Fotografía de paulaenfocate
FORMAS DA VIOLÊNCIA
Chamar –não muito longe, a montante do tempo– "Escrivão da pena grande" ao varredor municipal do lixo.
Escrever e publicar um livro com o título de «O Preto que tinha a alma branca».
Macaquear, ainda que por olvidada ancestralidade colonialista o falar dos brasileiros.
Conceber, fabricar e pôr à venda bonecas e bonecos assexuados.
Abominar, ao ponto de proibir ou desejar ver proibir, os brinquedos chamados belicistas, com o pretexto de que são de um «realismo atroz» ou de que –pior ainda!– se é pacifista. (Por estas e por outras é que há muito consequente pacifista que chega a adulto desarmado.

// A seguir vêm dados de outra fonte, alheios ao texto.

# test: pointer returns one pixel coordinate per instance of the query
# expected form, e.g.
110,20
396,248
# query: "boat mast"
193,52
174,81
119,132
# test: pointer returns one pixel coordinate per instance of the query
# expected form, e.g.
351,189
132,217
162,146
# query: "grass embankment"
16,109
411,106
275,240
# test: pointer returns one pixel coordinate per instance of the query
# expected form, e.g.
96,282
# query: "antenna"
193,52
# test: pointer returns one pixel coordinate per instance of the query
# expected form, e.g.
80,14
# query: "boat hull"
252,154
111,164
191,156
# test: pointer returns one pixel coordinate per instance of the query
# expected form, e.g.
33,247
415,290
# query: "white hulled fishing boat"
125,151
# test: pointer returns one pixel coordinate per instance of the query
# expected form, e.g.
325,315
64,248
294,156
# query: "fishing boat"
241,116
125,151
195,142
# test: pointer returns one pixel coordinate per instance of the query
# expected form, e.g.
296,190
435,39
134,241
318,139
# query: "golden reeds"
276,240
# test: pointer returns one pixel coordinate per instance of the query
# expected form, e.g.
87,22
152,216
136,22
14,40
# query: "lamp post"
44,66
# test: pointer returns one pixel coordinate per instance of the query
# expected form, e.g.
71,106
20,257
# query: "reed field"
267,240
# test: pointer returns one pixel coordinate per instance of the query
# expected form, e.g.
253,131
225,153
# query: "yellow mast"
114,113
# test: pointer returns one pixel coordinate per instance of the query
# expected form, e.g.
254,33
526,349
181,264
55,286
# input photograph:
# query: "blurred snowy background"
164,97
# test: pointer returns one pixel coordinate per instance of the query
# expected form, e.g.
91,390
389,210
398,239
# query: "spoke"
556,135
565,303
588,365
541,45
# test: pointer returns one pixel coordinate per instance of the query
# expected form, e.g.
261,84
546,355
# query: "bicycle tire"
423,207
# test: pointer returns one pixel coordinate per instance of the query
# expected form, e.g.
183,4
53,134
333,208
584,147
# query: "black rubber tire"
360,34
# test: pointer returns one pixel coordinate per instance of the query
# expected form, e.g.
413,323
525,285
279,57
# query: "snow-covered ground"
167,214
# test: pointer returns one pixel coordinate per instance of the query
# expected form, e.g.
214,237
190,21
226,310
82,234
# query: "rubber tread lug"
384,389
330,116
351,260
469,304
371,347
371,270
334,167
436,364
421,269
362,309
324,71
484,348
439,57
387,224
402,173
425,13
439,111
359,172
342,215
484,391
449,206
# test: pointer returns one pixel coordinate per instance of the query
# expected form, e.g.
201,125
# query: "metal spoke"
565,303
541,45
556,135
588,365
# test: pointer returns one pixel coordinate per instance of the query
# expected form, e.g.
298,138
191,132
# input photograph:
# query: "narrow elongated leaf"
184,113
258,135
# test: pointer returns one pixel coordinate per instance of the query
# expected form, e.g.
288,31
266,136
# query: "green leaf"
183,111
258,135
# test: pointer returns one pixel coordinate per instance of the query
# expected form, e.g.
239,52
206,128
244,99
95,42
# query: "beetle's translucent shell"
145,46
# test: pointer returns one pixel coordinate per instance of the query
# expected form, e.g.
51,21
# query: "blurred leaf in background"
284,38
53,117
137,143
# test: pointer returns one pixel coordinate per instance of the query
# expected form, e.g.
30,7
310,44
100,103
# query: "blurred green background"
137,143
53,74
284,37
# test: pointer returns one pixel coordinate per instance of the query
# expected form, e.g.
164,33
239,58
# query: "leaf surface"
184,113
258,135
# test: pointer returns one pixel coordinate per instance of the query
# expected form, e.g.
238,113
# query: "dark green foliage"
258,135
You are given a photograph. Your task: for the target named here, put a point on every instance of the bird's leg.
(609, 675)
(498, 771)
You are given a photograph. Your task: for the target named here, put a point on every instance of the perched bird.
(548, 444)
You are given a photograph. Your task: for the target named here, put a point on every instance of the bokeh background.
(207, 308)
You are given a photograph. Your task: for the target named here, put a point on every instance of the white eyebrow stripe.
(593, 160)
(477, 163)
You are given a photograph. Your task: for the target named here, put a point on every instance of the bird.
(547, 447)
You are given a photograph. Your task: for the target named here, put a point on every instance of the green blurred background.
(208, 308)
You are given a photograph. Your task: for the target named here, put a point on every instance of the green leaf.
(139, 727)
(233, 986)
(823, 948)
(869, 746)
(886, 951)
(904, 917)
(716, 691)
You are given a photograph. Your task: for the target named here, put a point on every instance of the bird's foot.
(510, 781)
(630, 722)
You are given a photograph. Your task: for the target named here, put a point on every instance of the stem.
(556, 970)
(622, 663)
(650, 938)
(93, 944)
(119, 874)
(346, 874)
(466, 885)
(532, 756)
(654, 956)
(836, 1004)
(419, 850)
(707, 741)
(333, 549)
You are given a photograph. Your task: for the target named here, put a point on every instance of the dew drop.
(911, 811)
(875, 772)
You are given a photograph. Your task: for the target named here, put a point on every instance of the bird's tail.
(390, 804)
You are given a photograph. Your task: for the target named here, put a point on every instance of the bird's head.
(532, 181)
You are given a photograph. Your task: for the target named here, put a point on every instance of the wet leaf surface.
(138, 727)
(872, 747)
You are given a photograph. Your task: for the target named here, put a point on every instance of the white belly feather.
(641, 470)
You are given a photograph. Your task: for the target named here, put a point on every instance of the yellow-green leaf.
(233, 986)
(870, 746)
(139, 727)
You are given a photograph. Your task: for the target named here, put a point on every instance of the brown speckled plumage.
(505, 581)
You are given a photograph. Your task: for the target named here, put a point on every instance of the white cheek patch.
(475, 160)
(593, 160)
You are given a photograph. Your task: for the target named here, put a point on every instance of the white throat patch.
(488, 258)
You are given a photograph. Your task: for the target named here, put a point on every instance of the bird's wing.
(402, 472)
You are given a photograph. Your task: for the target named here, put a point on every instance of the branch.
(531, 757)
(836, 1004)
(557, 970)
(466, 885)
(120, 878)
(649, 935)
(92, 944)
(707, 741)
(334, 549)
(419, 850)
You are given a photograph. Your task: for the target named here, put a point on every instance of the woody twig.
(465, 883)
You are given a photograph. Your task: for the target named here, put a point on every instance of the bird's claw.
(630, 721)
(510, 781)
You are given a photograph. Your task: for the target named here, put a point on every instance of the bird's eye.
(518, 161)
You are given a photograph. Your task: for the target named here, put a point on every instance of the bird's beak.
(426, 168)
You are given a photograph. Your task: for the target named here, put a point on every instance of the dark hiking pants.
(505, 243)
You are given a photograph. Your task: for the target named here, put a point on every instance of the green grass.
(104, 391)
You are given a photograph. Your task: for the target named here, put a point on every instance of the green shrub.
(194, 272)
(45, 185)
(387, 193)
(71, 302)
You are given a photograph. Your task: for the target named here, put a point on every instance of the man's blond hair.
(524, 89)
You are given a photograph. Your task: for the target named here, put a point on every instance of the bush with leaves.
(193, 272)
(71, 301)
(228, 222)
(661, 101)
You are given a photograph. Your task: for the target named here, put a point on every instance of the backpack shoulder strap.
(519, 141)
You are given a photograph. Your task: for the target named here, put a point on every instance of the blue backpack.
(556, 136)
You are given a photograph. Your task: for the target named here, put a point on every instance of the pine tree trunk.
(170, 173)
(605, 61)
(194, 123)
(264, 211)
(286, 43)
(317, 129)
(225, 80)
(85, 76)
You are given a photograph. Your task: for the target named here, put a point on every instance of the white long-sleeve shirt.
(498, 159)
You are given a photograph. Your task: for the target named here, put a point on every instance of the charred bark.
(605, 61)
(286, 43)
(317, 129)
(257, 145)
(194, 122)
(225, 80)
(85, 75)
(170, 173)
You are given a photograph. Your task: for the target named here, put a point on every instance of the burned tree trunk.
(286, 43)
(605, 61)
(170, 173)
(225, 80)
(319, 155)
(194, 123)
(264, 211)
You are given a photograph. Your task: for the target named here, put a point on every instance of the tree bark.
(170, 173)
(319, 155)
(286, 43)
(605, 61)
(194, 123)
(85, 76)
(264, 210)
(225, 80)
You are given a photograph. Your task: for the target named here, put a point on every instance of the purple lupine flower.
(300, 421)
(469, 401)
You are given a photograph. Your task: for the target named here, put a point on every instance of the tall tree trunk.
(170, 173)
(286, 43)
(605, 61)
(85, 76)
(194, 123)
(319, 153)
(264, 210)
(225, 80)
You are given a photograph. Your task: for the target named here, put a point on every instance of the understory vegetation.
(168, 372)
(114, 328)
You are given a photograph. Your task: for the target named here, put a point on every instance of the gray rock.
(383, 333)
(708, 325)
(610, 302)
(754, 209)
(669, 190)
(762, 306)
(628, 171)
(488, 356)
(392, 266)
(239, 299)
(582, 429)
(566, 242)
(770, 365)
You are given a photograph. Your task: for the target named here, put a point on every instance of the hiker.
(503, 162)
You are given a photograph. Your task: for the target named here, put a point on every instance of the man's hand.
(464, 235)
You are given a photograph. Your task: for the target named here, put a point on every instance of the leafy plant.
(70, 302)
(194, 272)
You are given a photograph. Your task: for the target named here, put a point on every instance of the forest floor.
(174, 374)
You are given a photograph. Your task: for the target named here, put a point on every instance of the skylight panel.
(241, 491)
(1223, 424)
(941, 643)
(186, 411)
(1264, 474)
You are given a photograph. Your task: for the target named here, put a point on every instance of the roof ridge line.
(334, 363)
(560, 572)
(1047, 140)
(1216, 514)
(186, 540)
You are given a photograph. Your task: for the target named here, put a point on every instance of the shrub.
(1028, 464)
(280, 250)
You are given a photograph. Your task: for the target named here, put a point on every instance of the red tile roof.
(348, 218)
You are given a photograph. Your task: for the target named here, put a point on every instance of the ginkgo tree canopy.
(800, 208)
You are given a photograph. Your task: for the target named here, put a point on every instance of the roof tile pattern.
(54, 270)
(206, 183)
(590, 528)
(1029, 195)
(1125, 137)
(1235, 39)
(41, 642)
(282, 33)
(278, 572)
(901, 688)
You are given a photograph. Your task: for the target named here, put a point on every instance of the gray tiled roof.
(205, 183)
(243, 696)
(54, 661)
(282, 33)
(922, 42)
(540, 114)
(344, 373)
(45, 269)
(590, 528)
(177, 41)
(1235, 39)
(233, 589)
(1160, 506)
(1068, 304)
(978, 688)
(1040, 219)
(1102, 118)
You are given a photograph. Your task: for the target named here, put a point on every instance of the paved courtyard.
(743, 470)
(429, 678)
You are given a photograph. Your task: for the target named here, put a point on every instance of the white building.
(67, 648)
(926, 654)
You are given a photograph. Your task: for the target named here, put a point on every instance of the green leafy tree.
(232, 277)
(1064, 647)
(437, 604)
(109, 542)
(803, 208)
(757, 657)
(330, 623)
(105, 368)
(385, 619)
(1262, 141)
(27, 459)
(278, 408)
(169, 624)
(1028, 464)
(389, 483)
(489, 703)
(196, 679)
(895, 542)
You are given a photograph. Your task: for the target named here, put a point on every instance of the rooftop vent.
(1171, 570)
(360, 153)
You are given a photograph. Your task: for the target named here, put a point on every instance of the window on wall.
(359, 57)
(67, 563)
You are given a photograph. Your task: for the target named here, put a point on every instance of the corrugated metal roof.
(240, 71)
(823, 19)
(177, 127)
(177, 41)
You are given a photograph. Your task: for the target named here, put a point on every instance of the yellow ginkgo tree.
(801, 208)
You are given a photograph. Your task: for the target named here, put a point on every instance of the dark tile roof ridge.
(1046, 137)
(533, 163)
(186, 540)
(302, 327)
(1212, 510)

É caso para perguntar: «E a paz quem a defende? E como?»)
Noticiar rixas urbanas ou suburbanas, ocorridas naquele mundo que os cronistas castiços apodam de «as alfurjas», identificando como «caboverdianos» alguns caboverdianos, entretanto «integrados», que nela possam ter participado. (Para remover o lixo citadino, não precisam de pátria ou nome; para anavalhar ou capoeirar o cidadão,sim.)
Votar de braço ao alto (quase nunca ao baixo).
Deixar –e, em certos casos, também o não deixar– que, pelo regaço daquela que nos serviu dezenas de anos, continuem a escorregar e a traquinar os filhos dos nossos filhos, já que –nossa desculpa– «ela é tão dedicada!»
Desaconselhar ou desacreditar a prática da política com razões deste jaez: «o que o povo quer é trabalhar em paz.» (E se o povo quiser trabalhar em zás-trás-pás?).
Perguntar –como, microfone na mão, se perguntou– a uma velha camponesa transmontana: «A senhora sabe o que é a política?» (Lá do seu universo ela respondeu que não sabia, mas, quem, realmente, mostrou que não sabia, cá do nosso universo, foi o perguntador, rapaz de boas maneiras, mas de fracas ideias, um que pensa, afinal, que a água começa nas torneiras...)
Alexandre O’Neill
Do seu livro A saca de orelhas (1979)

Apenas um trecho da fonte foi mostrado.